The price spread grew from 1.09 cents per kilowatt-hour to 3.09 cents, her analysis showed. It also showed that in 2006 alone industrial customers paid $7.2 billion more for electricity in market states than if they had paid the average prices in regulated states.”
The idea of deregulation of electricity markets was that removing price ceilings would lead to greater economic profits for the firms, which would subsequently attract new firms into the market. More competitive markets should then drive prices down towards the socially-optimal price, benefiting consumers and producers by forcing them to be more productively efficient in order to compete (remember “Economic Darwinism”?). It appears, however, that higher prices have not, as hoped, led to lower prices:
“Since 1999, prices for industrial customers in deregulated states have risen from 18 percent above the national average to 37 percent above,” said Mrs. Showalter, an energy lawyer and former Washington State utility regulator.
In regulated states, prices fell from 7 percent below the national average to 12 percent below, she calculated…
In market states, electricity customers of all kinds, from homeowners to electricity-hungry aluminum plants, pay $48 billion more each year for power than they would have paid in states with the traditional system of government boards setting electric rates…”
That $48 billion represents higher costs of production for other firms that require large inputs of energy in their own production, higher electricity bills for cash-strapped households, and greater profits and shareholder dividends for the powerful firms that provide the power.

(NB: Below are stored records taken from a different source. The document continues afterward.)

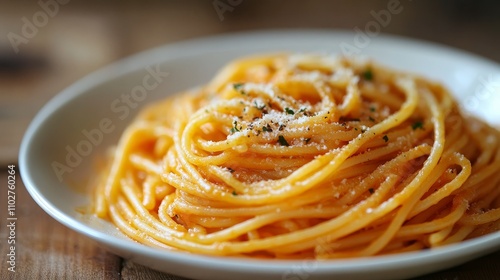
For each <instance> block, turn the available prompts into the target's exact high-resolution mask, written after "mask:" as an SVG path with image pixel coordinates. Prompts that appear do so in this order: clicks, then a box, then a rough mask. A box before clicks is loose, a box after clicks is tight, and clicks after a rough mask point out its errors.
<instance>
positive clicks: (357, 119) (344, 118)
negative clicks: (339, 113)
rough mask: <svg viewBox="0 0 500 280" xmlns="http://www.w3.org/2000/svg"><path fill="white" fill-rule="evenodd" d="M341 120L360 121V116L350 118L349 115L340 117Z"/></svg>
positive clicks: (346, 120) (343, 121)
mask: <svg viewBox="0 0 500 280" xmlns="http://www.w3.org/2000/svg"><path fill="white" fill-rule="evenodd" d="M339 121H341V122H359V121H360V119H358V118H349V117H340V119H339Z"/></svg>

On the bright side, higher prices for electricity should lead to more careful and conservative use of power, reducing Americans’ impact on global warming (since the vast majority of the country’s power is generated using fossil fuels).
Here arises another question? Should we be opposed to higher profits for powerful electricity firms if their profits result in much needed energy conservation and a reduction in greenhouse gas emissions? An environmental economist might argue that if customers are to pay higher prices for their energy, it might as well be in the form of a carbon tax, which rather than increasing profits for a monopolistic firm would generate revenue for the government. In theory tax revenue could be used to subsidize or otherwise promote the development and use of “green energies”.
Whether customers paying higher prices for traditionally under-priced electricity is a good or bad thing depends on your views of conservation. But whether higher profits for a powerful electricity company are more desirable than increased tax revenue for the government are beneficial for society or not seems clear. If we’re paying higher prices, the resulting revenue is more likely to be put towards socially desirable uses if it’s in the government’s hands rather than in the pockets of shareholders of fossil fuel burning electricity monopolies.
- Why do governments regulate the prices in industries such as natural gas and electricity?
- Why would a state government think that de-regulation of the electricity industry might eventually result in lower prices in the long-run?
- Why, in reality, did the price of electricity in unregulated electricity markets ultimately increase so much that consumers in the market states paid billions of dollars more than in regulated states?
- What industries besides that for electricity share characteristics that might qualify them as “natural monopolies”? Which of the industries you identified should be regulated by government, and WHY?